Não consigo responder a essa questão, pois há inúmeros bons livros que gostei de ler. Acresce que “bons” livros de gestão são bons enquanto não se compreende que são maus. Na Senda da Excelência deslumbrou muita gente, eu incluído – mas sabe-se hoje que a “excelência” era frágil. Se os segredos do sucesso fossem tão óbvios quanto os prometidos em alguns best-sellers, não precisaríamos de ler outras obras – aplicávamos a receita e o sucesso estaria garantido. A realidade é mais complexa. Phil Rosenzweig explica isso muito bem em The Halo Effect. Quando o sucesso é alcançado, atribuímo-lo às práticas de gestão, que entronizamos. Mas, num ápice, os resultados caem – e passamos a considerar fraca a gestão que antes tomávamos por brilhante. A gestão não é uma ciência, e o desempenho de uma organização depende de numerosos fatores, alguns dos quais os líderes não controlam. Fico preocupado quando me deparo com estudantes e executivos deslumbrados com o best-seller do momento. A “fezada”, por vezes, afeta o discernimento crítico.

Onde vai buscar a inspiração para ter ideias para novos livros?

A inspiração emerge de várias fontes e é frequentemente partilhada com coautores.

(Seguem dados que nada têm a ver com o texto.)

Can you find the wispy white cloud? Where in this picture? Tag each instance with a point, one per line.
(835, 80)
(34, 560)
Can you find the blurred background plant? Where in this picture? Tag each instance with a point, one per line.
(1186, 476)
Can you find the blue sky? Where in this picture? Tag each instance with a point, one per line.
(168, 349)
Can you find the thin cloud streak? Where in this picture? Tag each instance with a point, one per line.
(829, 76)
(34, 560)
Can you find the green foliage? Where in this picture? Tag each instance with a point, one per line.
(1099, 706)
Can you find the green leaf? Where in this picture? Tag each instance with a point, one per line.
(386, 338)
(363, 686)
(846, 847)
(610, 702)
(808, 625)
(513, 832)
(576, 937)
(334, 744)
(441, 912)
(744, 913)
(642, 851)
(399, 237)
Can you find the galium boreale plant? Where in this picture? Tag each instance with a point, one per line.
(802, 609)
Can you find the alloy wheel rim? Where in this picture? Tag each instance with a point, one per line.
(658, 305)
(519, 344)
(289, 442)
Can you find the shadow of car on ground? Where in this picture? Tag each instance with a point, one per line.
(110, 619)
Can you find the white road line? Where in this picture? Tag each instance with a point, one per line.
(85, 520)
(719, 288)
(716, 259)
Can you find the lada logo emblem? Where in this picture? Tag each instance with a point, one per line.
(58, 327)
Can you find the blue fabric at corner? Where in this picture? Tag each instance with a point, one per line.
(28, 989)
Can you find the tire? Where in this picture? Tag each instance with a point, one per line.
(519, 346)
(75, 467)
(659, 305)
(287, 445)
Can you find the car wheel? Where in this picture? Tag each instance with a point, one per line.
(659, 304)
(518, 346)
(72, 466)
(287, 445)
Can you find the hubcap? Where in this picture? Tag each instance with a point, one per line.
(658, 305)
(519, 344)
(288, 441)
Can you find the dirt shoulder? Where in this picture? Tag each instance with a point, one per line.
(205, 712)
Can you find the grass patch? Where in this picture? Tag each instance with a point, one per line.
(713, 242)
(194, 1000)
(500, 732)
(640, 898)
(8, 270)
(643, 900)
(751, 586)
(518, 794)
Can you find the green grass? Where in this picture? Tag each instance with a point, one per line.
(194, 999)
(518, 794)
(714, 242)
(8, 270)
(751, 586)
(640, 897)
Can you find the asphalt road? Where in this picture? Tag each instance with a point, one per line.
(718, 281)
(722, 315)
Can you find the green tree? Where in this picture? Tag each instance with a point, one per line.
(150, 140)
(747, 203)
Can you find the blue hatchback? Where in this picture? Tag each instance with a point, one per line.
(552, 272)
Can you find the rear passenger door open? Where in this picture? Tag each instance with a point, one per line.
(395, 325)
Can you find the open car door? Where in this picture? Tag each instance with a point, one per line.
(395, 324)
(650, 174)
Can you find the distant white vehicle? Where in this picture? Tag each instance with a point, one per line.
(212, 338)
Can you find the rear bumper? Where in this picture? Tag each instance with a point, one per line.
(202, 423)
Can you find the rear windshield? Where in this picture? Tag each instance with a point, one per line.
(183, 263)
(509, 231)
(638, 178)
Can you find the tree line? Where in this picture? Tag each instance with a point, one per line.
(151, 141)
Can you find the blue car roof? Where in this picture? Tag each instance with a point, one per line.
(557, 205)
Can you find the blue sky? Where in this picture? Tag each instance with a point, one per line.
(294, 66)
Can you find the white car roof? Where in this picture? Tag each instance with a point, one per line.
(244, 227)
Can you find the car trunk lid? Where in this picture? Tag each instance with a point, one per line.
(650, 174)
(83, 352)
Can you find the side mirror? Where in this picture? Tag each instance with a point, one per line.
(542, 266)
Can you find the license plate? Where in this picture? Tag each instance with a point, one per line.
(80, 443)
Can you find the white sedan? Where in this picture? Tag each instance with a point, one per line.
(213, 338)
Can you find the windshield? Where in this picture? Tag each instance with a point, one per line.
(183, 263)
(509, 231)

Primeira fonte: uma nova linha de investigação desponta e sinto que importa partilhar essa evidência com um público não académico. Segunda: entusiasmo-me com um tema e sinto que, escrevendo sobre ele, posso compreendê-lo melhor. Terceira: sou movido pelo desejo de contribuir para uma gestão mais humanizada da vida organizacional. Quarta: como professor, leciono um tema para o qual a literatura é escassa – e decido escrever para apoiar estudantes e docentes. Quinta: o puro prazer (com sacrifício, por vezes!!!) de partilhar o que (julgo que) estou a aprender. Sexta: o acaso! Escrevi (em coautoria com Miguel Pina e Cunha) um livro sobre cães nas organizações que jamais pensei escrever. Os humanos podem aprender muito com os nossos amigos caninos!

Que livros está a ler neste momento?

Comecei a ler The Confidence Game (por Maria Konnikova): para vivermos saudavelmente em sociedade, precisamos de confiar – mas a confiança coloca-nos na mira dos oportunistas e psicopatas. Como antes referi, também estou a ler Forged in Crisis, de Nancy Koehn. Ainda não dispus de tempo (não tem havido viagens aéreas!) para ler Homo Deus, por Yuval Noah, nem The Age Of Surveillance Capitalism, por Shoshana Zuboff. Espero vir a ler as obras que a revista “Sábado” está a distribuir sobre Trump, Bolsonaro, Putin e Kim Jong-un.